“可你……”苏云起的双眼当中当真出现了那么一丝疑惑,他不知道自己该不该同意。
“没有可是。”道士摇摇头,如今的他无事一身轻,虽然身体上的各种伤痛成了最大的负累,可心里却偷偷松了口气:“这是对她最好的法子,不是吗?”
不管这口松下来的气是不是和他的初衷相契合,可最起码,现在的他,真的没有什么要做的了。
讲的露骨些,事态发展到了如今的模样,是战是和,主局又该把控在谁的手里。那是他们双方的事情,和他这个合该在荒山上度日的人是八竿子打不到一块儿去。
“麻烦让条路。”道士即便瘦得快脱了相,可力气却似乎是分毫不减,一手扶着被他劈晕的凌玥竟也不显得吃力。
苏云起的喉咙滚动了几下,终于没有阻拦什么,但是放着二人离开这间房间的背影。

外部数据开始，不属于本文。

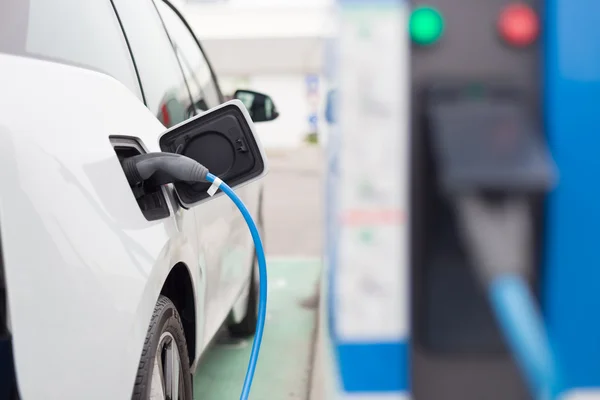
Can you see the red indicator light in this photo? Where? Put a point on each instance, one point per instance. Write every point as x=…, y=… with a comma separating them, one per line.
x=518, y=25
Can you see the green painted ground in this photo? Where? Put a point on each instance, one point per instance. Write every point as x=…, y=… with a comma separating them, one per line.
x=284, y=365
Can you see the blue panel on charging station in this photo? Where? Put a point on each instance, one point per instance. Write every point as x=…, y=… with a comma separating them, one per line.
x=571, y=290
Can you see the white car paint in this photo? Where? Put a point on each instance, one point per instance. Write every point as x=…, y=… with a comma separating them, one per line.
x=83, y=267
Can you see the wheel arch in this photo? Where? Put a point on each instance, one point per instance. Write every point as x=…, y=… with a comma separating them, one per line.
x=179, y=288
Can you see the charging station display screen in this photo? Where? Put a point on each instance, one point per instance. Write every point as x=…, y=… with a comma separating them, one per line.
x=487, y=143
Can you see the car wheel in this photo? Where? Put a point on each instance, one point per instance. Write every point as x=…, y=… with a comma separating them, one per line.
x=164, y=370
x=247, y=326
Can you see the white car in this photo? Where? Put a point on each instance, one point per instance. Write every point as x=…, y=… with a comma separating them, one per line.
x=106, y=291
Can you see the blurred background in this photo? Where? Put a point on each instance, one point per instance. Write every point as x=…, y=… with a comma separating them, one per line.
x=276, y=47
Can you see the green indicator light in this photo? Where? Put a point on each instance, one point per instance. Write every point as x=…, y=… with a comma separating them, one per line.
x=426, y=25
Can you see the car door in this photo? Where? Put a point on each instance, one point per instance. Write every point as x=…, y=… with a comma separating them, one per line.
x=222, y=232
x=168, y=96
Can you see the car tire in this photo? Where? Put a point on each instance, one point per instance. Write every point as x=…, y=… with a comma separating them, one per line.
x=247, y=326
x=164, y=355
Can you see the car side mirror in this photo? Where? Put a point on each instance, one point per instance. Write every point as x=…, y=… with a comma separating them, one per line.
x=260, y=106
x=224, y=141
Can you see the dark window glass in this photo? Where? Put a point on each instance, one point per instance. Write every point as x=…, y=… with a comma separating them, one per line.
x=204, y=90
x=162, y=79
x=85, y=33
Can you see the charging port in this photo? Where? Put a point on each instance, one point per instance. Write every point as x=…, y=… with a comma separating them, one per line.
x=152, y=201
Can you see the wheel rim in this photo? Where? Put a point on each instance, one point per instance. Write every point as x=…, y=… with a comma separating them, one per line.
x=167, y=377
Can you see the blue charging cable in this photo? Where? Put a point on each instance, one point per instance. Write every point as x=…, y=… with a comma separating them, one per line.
x=524, y=331
x=163, y=168
x=262, y=273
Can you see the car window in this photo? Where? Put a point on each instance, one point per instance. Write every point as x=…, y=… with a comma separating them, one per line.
x=84, y=33
x=203, y=88
x=167, y=95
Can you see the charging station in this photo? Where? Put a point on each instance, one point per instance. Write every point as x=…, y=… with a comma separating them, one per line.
x=464, y=156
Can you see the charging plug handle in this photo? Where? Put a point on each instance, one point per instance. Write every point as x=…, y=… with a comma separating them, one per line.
x=155, y=169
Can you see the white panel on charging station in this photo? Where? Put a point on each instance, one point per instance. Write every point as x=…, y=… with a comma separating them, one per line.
x=372, y=279
x=367, y=202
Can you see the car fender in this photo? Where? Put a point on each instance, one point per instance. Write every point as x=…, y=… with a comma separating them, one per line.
x=83, y=267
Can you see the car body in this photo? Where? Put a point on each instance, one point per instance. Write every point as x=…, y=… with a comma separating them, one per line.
x=83, y=263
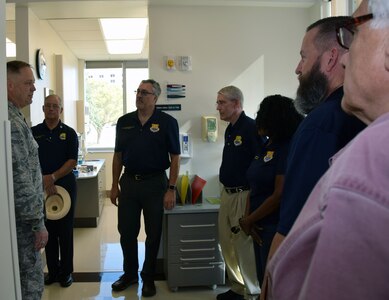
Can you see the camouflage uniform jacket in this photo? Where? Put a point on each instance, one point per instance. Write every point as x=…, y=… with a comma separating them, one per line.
x=27, y=176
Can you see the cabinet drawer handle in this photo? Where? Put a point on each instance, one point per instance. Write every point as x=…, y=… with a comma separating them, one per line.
x=197, y=241
x=195, y=250
x=197, y=268
x=197, y=226
x=198, y=258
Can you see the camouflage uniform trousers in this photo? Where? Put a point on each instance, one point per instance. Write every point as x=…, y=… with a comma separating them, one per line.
x=30, y=264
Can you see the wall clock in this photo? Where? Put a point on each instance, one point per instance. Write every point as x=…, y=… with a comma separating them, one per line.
x=40, y=64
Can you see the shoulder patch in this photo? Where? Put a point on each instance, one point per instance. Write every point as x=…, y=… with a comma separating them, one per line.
x=269, y=156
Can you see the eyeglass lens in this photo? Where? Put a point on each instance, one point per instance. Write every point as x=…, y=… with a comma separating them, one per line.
x=143, y=92
x=345, y=36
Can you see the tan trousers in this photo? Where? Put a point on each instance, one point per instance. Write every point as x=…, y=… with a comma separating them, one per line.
x=237, y=249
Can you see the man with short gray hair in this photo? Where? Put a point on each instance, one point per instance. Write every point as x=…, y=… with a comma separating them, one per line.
x=338, y=247
x=240, y=147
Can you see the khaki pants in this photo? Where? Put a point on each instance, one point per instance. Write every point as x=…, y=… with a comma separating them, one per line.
x=237, y=249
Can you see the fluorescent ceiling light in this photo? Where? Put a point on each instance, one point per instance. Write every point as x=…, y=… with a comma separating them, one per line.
x=124, y=35
x=10, y=48
x=124, y=46
x=124, y=28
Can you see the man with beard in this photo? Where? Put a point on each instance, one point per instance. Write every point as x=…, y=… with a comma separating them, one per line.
x=338, y=247
x=326, y=128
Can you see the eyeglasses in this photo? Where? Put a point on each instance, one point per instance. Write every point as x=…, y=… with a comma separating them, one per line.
x=223, y=102
x=53, y=106
x=345, y=32
x=143, y=93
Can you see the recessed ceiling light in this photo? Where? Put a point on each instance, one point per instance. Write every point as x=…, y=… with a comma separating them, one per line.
x=124, y=28
x=124, y=46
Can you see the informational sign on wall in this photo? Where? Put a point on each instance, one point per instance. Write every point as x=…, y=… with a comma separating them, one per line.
x=168, y=107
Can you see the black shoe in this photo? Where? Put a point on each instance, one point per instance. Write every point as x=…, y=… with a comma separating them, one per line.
x=123, y=282
x=148, y=289
x=229, y=295
x=50, y=279
x=66, y=281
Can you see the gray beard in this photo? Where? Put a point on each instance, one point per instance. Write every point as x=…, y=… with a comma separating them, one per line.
x=312, y=91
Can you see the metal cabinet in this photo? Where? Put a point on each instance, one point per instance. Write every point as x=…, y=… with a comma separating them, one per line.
x=90, y=195
x=192, y=255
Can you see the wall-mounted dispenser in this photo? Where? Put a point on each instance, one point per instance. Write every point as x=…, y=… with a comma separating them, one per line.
x=209, y=129
x=186, y=145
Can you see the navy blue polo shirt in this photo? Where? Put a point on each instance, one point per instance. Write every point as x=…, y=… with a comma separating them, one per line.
x=145, y=149
x=261, y=175
x=241, y=143
x=55, y=146
x=320, y=135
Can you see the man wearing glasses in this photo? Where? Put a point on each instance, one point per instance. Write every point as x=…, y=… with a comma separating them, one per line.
x=240, y=146
x=58, y=149
x=147, y=144
x=326, y=128
x=339, y=246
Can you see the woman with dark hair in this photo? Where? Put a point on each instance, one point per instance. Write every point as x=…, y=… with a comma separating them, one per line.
x=277, y=120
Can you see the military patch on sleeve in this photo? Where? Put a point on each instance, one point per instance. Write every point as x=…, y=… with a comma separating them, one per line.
x=62, y=136
x=269, y=156
x=238, y=140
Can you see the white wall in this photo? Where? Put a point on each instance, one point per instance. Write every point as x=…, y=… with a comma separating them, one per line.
x=255, y=48
x=9, y=276
x=35, y=34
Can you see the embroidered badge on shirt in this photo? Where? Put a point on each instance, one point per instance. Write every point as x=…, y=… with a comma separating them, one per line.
x=154, y=128
x=269, y=156
x=238, y=140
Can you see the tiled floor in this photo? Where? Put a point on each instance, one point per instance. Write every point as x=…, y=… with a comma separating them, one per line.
x=98, y=262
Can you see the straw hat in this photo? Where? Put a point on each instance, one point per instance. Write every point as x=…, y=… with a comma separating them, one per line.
x=57, y=205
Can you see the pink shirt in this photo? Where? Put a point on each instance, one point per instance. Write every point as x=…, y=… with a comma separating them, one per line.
x=338, y=247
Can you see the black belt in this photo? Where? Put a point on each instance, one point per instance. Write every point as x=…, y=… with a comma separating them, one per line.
x=139, y=177
x=237, y=189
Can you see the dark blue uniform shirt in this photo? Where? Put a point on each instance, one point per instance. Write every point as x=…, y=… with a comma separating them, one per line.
x=261, y=175
x=241, y=143
x=145, y=149
x=55, y=146
x=320, y=135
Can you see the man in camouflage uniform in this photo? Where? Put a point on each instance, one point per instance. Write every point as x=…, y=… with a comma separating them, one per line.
x=27, y=179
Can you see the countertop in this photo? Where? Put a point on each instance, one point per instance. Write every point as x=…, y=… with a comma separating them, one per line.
x=97, y=165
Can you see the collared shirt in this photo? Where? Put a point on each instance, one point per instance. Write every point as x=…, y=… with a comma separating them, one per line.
x=27, y=177
x=320, y=135
x=145, y=149
x=266, y=165
x=241, y=143
x=56, y=146
x=339, y=246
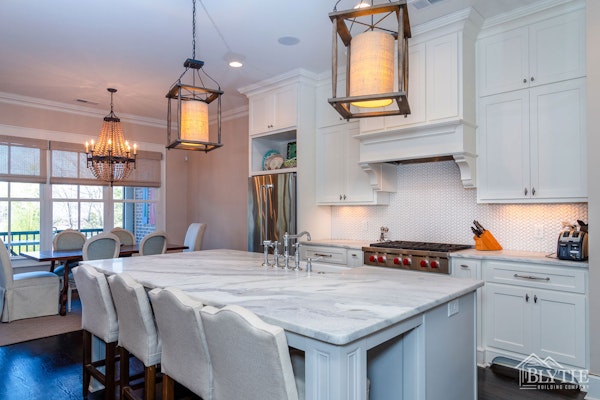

他还是忍不住张了张嘴,声音低到好似只是他一个人的呢喃:“我该去哪里找你?”
他的声音很轻,轻到好像一由嘴里说出,就消散成了眼前的一缕轻风。可是此时,屋里屋外静得怕人,竟是连一丝风都没有起过。
可道士却听得清楚,他的嗓音有些喑哑,但却挡不住这一句话的洪亮:“辛陵。不过,我可不敢保证你可以心想事成。”
心想事成吗?这种东西,在他苏云起眼中,向来都不该只是想想,然后寄希望于上天。能不能事成,自然由他说了算。
因而,缄默片刻,他只吐出了两个字:“保重。”
战场上一切都是瞬息万变,生死如是,成败亦如是。可祖父苏闲告诫他的,他却一直记在心间。这么多年随着岁月的磨洗甚至愈发地深刻起来:哪怕是危机,都可以在人力的扭转之下化为契机。
危机,契机,本就没有绝对的界限。这一次,又有谁能想到,一直将自己的小命过得风雨飘摇的道士,却会成为了解救凌玥于囹圄之中的人呢?
一切就是那么地巧,太过巧合的节点似乎仅仅只是为了保证凌玥的安全离开。
隔天,苏云起就同苏闲受了皇命出城抗敌。距离凌珏带军杀进京都,居然不过只有三座城池的距离。按照其人一贯雷厉风行的做事态度,以及近日对方又是势如破竹的好运。
三座城池,即便这里布下了层层军火,也根本拦他不久。
苏闲将缰绳紧紧抓在手间,眉毛拧成了一团,整张满布着皱纹的脸上都写满了纠结与不愿。
苏云起心里也怪怪的,他明明知道凌珏如今的身份是叛军,可他却有一种同室操戈的烦躁:“祖父,我们……”
话还没有问出口,苏云起就反应过来了什么,及时地住了嘴。瞧瞧他在犯什么糊涂,居然要问自己的祖父,他们和凌珏之间真的只有一战,真的就无可避免了吗?
且先不说这等问话在已是板上钉钉的现实面前毫无意义,就算真有几分探讨的必要,可这个时候人多眼杂,他怎么能一个糊涂差点儿把他和祖父都给坑了呢?
“我们……”苏云起话锋一转,刚刚他的莫名压抑就这样被悄无声息地隐瞒了过去:“我们会有多少胜算?”
苏闲的心里不比苏云起好受多少,甚至因为他本也是前朝的一员此时而生出了些抵触之情来。只不过,终究是久经沙场,旁人从他脸上一向看不出任何的情绪来。
“尽力而为。”而此时的苏闲也没有正面回答这个很明显是为了应付某种尴尬局面的问题。